Practice : Dependency Mapping and Resolution
Purpose and Strategic Importance
Dependency Mapping and Resolution is the practice of making cross-team and cross-system dependencies visible, actively managing them, and progressively reducing the number of hard dependencies that slow delivery. Dependencies are one of the most significant predictors of delivery delay — and they are almost always underestimated at the start of a planning cycle.
Leaders who treat dependency management as a delivery responsibility create the cross-boundary conversations and structural changes that reduce coordination overhead. Leaders who leave it to teams to manage informally create a hidden drag on every delivery.
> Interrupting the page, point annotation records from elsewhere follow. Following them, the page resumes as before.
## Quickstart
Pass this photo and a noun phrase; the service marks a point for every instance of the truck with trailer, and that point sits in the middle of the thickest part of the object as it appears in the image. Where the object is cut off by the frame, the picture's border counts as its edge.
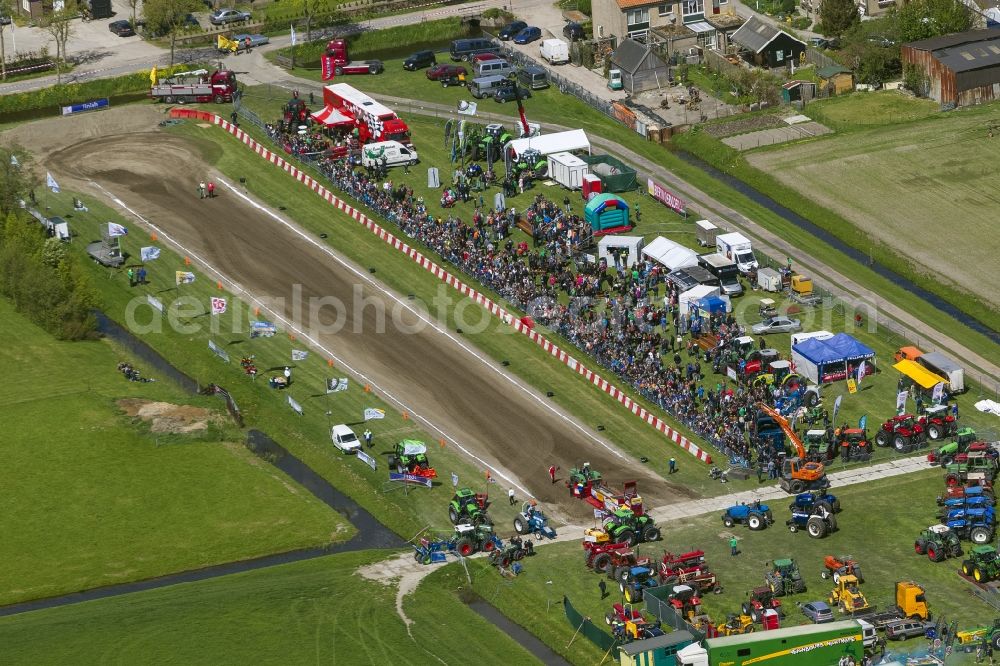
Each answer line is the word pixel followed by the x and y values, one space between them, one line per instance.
pixel 196 86
pixel 737 247
pixel 336 62
pixel 724 269
pixel 374 121
pixel 807 645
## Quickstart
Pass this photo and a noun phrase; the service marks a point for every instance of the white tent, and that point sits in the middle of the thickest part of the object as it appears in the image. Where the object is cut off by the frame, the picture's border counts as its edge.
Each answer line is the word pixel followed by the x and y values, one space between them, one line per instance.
pixel 547 144
pixel 691 295
pixel 670 254
pixel 631 247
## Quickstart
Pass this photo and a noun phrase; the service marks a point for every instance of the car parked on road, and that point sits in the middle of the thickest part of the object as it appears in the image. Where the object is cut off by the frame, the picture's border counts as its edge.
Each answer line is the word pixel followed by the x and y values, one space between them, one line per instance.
pixel 345 439
pixel 224 16
pixel 528 35
pixel 776 325
pixel 121 28
pixel 817 611
pixel 511 29
pixel 573 31
pixel 445 71
pixel 255 40
pixel 419 60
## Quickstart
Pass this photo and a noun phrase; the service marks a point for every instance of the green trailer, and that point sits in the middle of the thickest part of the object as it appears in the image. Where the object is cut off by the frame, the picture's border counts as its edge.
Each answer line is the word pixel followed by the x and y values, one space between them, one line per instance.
pixel 808 645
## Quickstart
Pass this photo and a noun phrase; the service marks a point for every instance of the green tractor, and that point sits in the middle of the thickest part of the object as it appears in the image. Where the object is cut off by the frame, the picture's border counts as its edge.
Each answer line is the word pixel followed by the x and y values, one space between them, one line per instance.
pixel 784 578
pixel 938 542
pixel 469 507
pixel 410 457
pixel 623 526
pixel 983 564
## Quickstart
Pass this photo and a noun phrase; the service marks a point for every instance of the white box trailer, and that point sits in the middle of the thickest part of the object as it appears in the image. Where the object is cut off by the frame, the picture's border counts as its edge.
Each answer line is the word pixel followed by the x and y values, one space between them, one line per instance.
pixel 940 364
pixel 629 249
pixel 568 170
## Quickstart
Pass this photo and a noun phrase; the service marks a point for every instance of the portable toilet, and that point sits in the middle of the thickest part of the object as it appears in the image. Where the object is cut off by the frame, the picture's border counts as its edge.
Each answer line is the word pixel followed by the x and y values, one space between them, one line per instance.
pixel 591 186
pixel 606 212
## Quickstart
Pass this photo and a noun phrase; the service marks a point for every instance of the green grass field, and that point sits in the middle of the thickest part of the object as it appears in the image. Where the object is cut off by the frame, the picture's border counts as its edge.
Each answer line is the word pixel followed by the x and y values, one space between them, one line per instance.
pixel 318 611
pixel 93 499
pixel 934 171
pixel 881 539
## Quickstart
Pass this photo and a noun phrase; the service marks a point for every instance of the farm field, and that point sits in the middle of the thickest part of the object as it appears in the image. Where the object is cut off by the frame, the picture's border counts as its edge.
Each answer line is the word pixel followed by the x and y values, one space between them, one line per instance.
pixel 935 172
pixel 881 539
pixel 94 498
pixel 318 611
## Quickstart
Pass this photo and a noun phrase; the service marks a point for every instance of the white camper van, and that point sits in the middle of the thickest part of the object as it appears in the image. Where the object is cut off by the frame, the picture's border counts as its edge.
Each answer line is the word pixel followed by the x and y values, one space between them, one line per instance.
pixel 393 152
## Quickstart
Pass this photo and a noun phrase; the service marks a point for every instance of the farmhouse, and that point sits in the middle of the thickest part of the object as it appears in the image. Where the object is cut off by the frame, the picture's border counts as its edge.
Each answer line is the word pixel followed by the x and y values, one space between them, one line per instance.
pixel 958 70
pixel 766 46
pixel 641 68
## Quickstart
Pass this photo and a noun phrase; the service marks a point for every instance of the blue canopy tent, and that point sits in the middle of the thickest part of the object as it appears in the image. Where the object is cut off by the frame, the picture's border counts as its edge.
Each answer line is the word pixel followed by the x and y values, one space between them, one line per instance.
pixel 607 213
pixel 829 360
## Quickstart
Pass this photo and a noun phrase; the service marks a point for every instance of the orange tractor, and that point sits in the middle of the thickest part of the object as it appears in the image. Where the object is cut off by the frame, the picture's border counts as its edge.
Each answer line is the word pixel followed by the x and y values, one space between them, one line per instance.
pixel 797 474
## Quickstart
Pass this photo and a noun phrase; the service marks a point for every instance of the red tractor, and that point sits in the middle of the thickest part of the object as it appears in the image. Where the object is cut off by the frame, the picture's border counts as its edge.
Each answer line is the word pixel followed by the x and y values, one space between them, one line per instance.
pixel 688 569
pixel 761 599
pixel 904 433
pixel 844 565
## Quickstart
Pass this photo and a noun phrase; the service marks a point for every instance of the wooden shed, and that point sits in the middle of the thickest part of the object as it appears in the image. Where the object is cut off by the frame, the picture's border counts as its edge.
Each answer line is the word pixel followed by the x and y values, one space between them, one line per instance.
pixel 641 68
pixel 766 46
pixel 835 79
pixel 960 69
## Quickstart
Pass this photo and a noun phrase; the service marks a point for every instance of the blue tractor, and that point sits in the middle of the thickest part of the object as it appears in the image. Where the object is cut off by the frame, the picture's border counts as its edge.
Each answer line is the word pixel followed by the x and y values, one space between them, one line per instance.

Description of the Practice
- Dependencies are identified and documented at the start of every planning cycle.
- Each dependency has an owner, an expected resolution date, and a risk assessment.
- Cross-team dependency conversations happen at a regular cadence — not only when things are blocked.
- Leaders use their cross-boundary authority to escalate and resolve dependencies that teams cannot resolve themselves.
- Structural dependencies (architectural, organisational) are addressed at root over time, not just managed cycle by cycle.
How to Practise It (Playbook)
1. Getting Started
- At the start of the next planning cycle, explicitly ask: "What does this work depend on that we do not control?"
- Map the dependencies: external teams, systems, decisions, approvals, third parties.
- Assign an owner to each dependency and agree a review cadence.
- Identify which dependencies are on the critical path — these are the ones that need leader attention first.
2. Scaling and Maturing
- Introduce a dependency register visible to all teams involved.
- Build a regular cross-team dependencies forum — a brief, focused conversation on open dependencies and their status.
- Identify recurring dependency patterns: if the same cross-team dependency appears every cycle, explore whether it can be structurally eliminated.
- Track dependency resolution time as a flow metric — slow resolution is a signal of organisational friction worth addressing.
3. Team Behaviours to Encourage
- Teams raise dependencies early — days into a cycle, not when they are already blocking.
- Dependency owners are proactive: they update status and escalate early rather than waiting to be chased.
- Teams explore whether hard dependencies can be eliminated through better design, API contracts, or team reorganisation.
- Leaders are engaged when dependencies cross team or organisational boundaries.
4. Watch Out For…
- Dependencies that are invisible until they block: "we assumed [team X] would deliver [Y] but they haven't."
- Dependency lists that are maintained but not acted on — passive management does not resolve blockers.
- Leaders who leave cross-boundary dependencies to teams to resolve, when only the leader has the access to do so.
- Treating all dependencies as equally urgent — priority should follow critical path impact.
5. Signals of Success
- The number of unplanned dependency-related delays decreases cycle over cycle.
- Cross-team dependency conversations happen proactively, not in crisis.
- Structural dependencies are progressively reduced through architectural and organisational changes.
- Teams report feeling more in control of their delivery because dependencies are surfaced and managed.
- Leaders spend less time in emergency escalations because dependencies are resolved before they become blockers.